La Sga e la saga dei crediti deteriorati

Dopo il miserabile fallimento del fondo Atlante, quello che doveva “creare un mercato degli Npl in Italia”, mercato che tuttavia già esisteva, e che “prometteva” un mirabolante rendimento del 6% che sarebbe forse stato un acconto di quanto ci si potesse attendere da operazioni del genere, le nostre banche si sono messe all’opera ed hanno venduto sofferenze in modo massivo, contribuendo al patrio orgoglio dei banchieri. Oggi, premesso che il tema dell’incidenza delle sofferenze non è affatto risolto, ci si dedica ai crediti che non sono in bonis ma non sono ancora sofferenze, le cosiddette inadempienze probabili o unlikely to pay (UTP), e le idee non mancano.

Come segnala il Sole, starebbe prendendo vita e forma un’iniziativa consortile che vedrebbe come pivot la Società per la gestione delle attività (Sga), posseduta dal Tesoro. Il piano è questo: si crea un fondo, a cui le banche cedono le inadempienze probabili, previa valutazione omogenea, ottenendone in cambio azioni del fondo medesimo. Dopo di che, si lavora per riportare in bonis i crediti deteriorati ceduti, che nelle intenzioni dei proponenti sarebbero soprattutto di tipo immobiliare di taglio non elevato.

Il veicolo sarà in grado di finanziarsi sui mercati al tasso pari al rischio Italia. In pratica, la struttura consortile è utile per tutte quelle banche che avrebbero problemi a gestire in house il tentativo di rientro in bonis dei prestiti. Crediti di questo tipo richiedono attenzioni e competenze gestionali molto differenti dalle sofferenze, che sono ormai posizioni “morte”. Nel caso degli UTP, infatti, il debitore va aiutato a riprendersi, ove ritenuto fattibile, e ciò può avvenire anche mediante erogazione di credito aggiuntivo, oltre che di attività di consulenza aziendale.

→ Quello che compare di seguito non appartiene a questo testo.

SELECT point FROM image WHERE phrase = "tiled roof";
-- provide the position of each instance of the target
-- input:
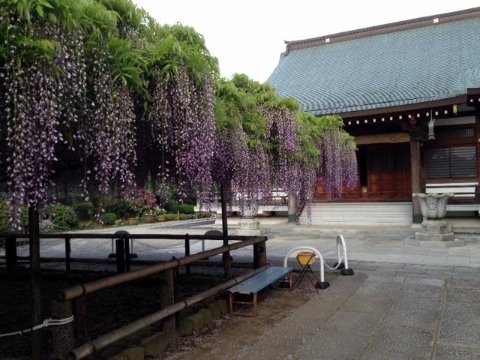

Come finirà? In prima approssimazione, diciamo che l’idea è pregevole. Lo è in particolare l’approccio che prevede la cessione delle inadempienze probabili contro partecipazione al capitale del veicolo. In tal modo, se dovessero esserci utili dall’operazione, le banche partecipanti ne beneficerebbero, secondo una logica di earn-out, a differenza di cessioni a titolo definitivo, come spesso accaduto per le sofferenze vere e proprie, dove di solito i banchieri (oltre ai politici ed agli editorialisti di sistema) si lamentano del rischio di “svendite”. Ci sono inevitabili difficoltà, sempre le solite: il prezzo a cui valorizzare le inadempienze probabili, per la cessione al veicolo Sga.

C’è anche un rischio congiunturale, peraltro: quello che, con la caduta in recessione del paese, molte inadempienze probabili migrino a sofferenze conclamate, anziché tornare in bonis. Del resto, senza un po’ di incertezza, la vita sarebbe così monotona.

Dopo lo psicodramma delle sofferenze, a lungo negate, poi sminuite, poi gestite non senza qualche innesco esplosivo di lungo termine, come le Gacs, garanzie pubbliche sulle tranche senior delle cartolarizzazioni di smobilizzo, che le banche cedenti sono autorizzate a tenersi in portafoglio (strani “mercati” abbiamo, da queste parti), le nostre banche hanno scoperto che esistono anche le inadempienze probabili. O meglio, lo hanno scoperto giornali e politica. Ora vedremo se avremo una “risposta di sistema” non disfunzionale né vittimista.

Vittimismo che è comunque sempre pronto all’uso, come mostrano le lamentazioni sul cosiddetto calendar provisioning, quello in base al quale le banche hanno ben 7 (sette) anni per azzerare un credito in sofferenza se garantito, e due se non garantito. Sempre che non riescano a venderlo prima o a dimostrare che serve più tempo per il realizzo. Qui già si sentono le grida di dolore sulla “stretta creditizia imposta dall’Europa” al nostro glorioso paese, la cui vigoria economica viene colpita mettendoci piombo nelle ali. Che barba, che noia.